Officially, it has been placed on record that India has signed and ratified all the relevant conventions: the International Convention on Civil and Political Rights (ICCPR), the International Convention on Economic, Social and Cultural Rights (ICESCR), the International Convention on the Elimination of All Forms of Racial Discrimination (ICERD), the Convention on the Elimination of All Forms of Discrimination against Women (CEDAW) and the Convention on the Rights of the Child (CRC). The jury is still out on how much protection they offer.
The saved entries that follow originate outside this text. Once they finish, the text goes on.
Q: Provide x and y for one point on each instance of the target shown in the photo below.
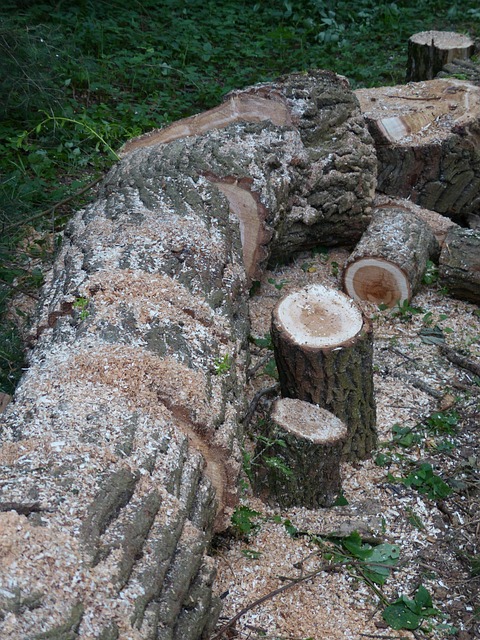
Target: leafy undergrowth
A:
(79, 79)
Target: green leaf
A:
(399, 616)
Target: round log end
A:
(376, 280)
(308, 422)
(318, 317)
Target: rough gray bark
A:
(324, 353)
(430, 51)
(125, 427)
(459, 264)
(426, 135)
(387, 265)
(308, 442)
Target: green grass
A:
(78, 80)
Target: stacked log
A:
(387, 265)
(324, 352)
(297, 459)
(122, 441)
(426, 135)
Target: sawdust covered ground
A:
(437, 538)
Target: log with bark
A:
(125, 428)
(387, 265)
(430, 51)
(324, 350)
(297, 458)
(459, 264)
(426, 135)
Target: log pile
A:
(426, 135)
(122, 441)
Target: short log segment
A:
(307, 441)
(459, 265)
(323, 350)
(125, 428)
(427, 138)
(430, 51)
(388, 263)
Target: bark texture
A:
(430, 51)
(125, 428)
(459, 265)
(427, 139)
(308, 442)
(387, 265)
(335, 374)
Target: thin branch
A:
(461, 361)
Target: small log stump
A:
(307, 441)
(323, 349)
(459, 265)
(430, 51)
(388, 263)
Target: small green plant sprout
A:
(81, 305)
(405, 613)
(222, 365)
(278, 285)
(244, 521)
(404, 310)
(426, 482)
(431, 273)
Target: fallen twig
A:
(461, 361)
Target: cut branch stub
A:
(298, 458)
(430, 51)
(323, 350)
(388, 263)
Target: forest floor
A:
(418, 497)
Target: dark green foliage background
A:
(119, 68)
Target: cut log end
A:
(306, 444)
(378, 281)
(318, 317)
(308, 421)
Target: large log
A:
(459, 264)
(387, 265)
(324, 351)
(430, 51)
(307, 441)
(427, 136)
(122, 441)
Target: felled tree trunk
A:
(122, 442)
(430, 51)
(323, 350)
(459, 265)
(426, 135)
(387, 265)
(297, 461)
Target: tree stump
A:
(426, 136)
(323, 350)
(430, 51)
(387, 265)
(125, 429)
(297, 461)
(459, 264)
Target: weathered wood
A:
(125, 428)
(426, 135)
(308, 442)
(459, 264)
(323, 350)
(438, 224)
(430, 51)
(387, 265)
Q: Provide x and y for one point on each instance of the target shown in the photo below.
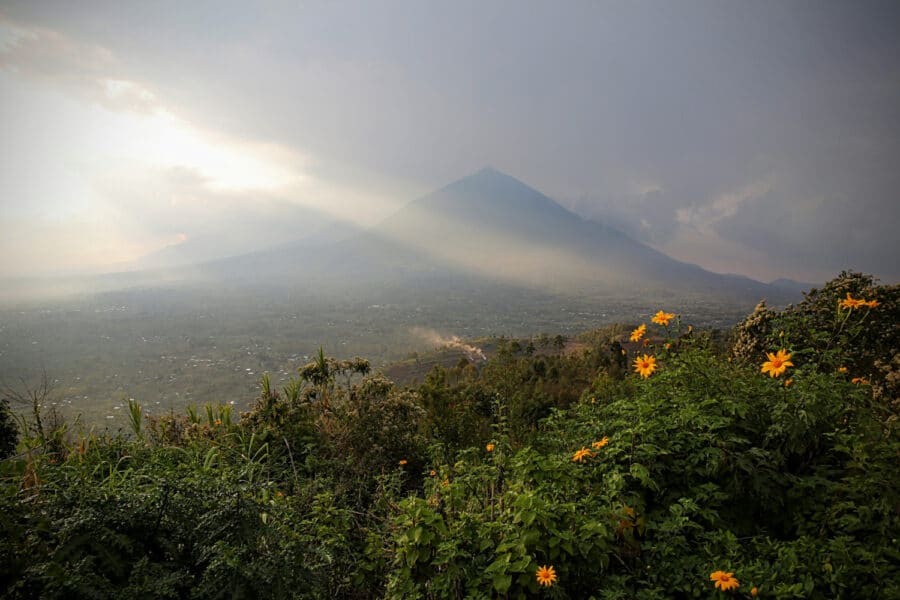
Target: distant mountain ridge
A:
(489, 227)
Can you go to court to fight against discrimination on colour? Yes, you can. Will you win the case? Probably depends on what hue the judge is but I have still to find a case study where somebody won a legal battle and damages for being colour barred… or bruised.
India’s legal fiats are not fully legislated for colour as a factor. S.15: No discrimination ‘on grounds only of religion, race, caste, sex, place of birth or any of them’ Missing: Disability, sexual orientation, age and colour.
In Bangalore an NGO has started a Brown and Proud campaign. And that is just the point. Colour of your skin is nothing to be proud about.